Neither classic lit nor current affairs are the only wells pulled from by this satirist. Inevitably, he is also informed by years spent working in haute design.
After spending some of his formative years in Houston, and attending university there, the self-described “late-bloomer” wound up working for the M & Co., the high-profile creative design studio.

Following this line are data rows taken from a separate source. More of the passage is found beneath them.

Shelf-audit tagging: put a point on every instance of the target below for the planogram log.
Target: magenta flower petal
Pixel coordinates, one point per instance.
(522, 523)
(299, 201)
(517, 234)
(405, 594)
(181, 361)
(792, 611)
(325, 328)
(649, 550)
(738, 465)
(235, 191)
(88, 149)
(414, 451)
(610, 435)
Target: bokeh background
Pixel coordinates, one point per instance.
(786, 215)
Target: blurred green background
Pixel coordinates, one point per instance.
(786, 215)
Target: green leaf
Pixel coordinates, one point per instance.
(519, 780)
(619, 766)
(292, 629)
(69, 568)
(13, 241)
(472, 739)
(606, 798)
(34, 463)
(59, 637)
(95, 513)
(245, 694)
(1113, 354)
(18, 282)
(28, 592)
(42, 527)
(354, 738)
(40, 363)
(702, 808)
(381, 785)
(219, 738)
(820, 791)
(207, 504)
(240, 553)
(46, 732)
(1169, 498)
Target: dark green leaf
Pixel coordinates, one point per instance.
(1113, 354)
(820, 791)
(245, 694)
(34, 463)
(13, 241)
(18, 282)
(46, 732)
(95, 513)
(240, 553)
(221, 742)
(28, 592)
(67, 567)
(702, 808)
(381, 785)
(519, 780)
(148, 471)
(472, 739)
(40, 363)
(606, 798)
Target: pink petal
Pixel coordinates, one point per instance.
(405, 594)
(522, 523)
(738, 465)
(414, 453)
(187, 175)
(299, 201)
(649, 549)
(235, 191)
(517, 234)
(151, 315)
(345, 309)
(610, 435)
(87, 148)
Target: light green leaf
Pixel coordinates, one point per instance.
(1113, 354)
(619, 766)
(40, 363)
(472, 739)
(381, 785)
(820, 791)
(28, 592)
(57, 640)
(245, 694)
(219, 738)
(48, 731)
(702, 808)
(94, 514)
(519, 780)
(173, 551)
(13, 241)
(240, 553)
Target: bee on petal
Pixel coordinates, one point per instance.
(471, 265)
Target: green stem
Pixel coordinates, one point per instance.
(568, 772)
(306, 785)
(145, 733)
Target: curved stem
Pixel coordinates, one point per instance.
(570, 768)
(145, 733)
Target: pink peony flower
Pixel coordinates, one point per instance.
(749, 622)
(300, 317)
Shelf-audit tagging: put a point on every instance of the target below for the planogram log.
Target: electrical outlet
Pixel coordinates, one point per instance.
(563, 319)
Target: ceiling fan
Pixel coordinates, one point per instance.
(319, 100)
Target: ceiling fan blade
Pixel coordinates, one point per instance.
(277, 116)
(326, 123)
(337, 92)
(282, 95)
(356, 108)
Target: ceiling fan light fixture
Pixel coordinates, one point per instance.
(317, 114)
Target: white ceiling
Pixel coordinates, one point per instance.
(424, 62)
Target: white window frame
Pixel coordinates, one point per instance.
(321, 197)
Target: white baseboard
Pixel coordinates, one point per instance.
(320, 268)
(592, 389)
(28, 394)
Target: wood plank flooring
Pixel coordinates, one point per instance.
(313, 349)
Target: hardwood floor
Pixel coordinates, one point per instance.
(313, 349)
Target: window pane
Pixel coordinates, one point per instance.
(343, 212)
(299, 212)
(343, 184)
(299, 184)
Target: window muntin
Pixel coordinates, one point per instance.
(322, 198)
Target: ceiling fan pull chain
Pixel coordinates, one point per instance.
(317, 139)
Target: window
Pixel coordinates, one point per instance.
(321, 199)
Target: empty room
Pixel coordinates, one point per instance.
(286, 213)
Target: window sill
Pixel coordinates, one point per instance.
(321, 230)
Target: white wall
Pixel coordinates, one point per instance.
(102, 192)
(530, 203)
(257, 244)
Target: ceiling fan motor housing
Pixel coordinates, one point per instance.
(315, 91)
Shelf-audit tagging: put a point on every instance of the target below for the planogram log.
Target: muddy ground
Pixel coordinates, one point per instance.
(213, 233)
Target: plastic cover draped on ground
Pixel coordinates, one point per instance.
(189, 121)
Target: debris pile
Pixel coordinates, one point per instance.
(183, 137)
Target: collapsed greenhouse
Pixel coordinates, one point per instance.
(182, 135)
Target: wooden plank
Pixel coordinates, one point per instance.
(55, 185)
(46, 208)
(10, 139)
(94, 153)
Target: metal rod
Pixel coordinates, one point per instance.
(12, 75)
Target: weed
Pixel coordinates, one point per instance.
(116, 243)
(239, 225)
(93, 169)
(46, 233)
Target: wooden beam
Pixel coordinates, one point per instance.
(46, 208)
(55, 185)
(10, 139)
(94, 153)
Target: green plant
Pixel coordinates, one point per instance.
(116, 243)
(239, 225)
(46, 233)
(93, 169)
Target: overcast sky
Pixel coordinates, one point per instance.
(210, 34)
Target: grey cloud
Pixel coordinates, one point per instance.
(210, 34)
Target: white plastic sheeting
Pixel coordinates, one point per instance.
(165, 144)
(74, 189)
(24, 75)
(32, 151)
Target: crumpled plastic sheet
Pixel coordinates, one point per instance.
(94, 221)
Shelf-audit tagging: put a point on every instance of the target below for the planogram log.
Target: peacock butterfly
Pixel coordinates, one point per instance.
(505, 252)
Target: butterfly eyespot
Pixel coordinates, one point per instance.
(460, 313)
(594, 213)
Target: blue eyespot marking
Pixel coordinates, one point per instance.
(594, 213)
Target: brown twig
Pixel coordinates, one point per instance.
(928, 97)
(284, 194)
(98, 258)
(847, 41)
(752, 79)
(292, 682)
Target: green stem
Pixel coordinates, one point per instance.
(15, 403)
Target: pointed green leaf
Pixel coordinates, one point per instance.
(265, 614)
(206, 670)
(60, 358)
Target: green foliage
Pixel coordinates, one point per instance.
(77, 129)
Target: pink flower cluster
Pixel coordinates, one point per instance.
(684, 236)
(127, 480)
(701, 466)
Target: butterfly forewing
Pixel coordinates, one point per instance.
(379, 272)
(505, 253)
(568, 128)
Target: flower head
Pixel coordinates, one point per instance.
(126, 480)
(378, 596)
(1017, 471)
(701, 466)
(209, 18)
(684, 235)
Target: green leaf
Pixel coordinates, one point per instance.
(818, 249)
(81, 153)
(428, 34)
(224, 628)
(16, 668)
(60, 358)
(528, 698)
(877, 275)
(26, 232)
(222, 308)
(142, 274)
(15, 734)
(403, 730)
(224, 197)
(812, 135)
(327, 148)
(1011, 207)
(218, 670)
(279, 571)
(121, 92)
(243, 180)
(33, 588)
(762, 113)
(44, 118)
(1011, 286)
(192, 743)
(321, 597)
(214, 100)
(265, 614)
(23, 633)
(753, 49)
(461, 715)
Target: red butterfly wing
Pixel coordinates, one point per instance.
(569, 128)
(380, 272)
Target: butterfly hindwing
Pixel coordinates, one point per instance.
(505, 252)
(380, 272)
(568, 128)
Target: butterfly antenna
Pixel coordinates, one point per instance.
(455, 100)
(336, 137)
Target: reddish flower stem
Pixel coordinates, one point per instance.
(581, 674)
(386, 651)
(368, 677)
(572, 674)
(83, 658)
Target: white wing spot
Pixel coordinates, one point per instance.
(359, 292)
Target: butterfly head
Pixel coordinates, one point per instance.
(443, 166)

This led to gigs with stage-masters like David Rockwell, and, in particular, doing design books—“in a past life”—for deities like Oprah and Elizabeth Taylor (“They don’t make them like they used to.”)
It’s while we are discussing his past work designing books that the conversation takes a wholly unexpected turn—to Fidel Castro.
“He hates me,” Kwan says of the world’s oldest dictator. Kwan worked on an art book on Cuba, some years back, and in it they included a photo of Fidel with a mistress. And because of that, “I don’t think I’m allowed in,” he sighs, even if Cuba is “opening up” diplomatically these days.
Havana or not, Mr. Crazy Rich Asians has places to go, stories to spin. The movie based on his first novel is full steam ahead, he tells me—with Peter Chiarelli (who wrote The Proposal) doing a polish, and casting set to get underway this fall. And, yup, there are also plans for another novel to cap off what will be a trilogy.
“I’m about to go back into the cave,” says Kwan.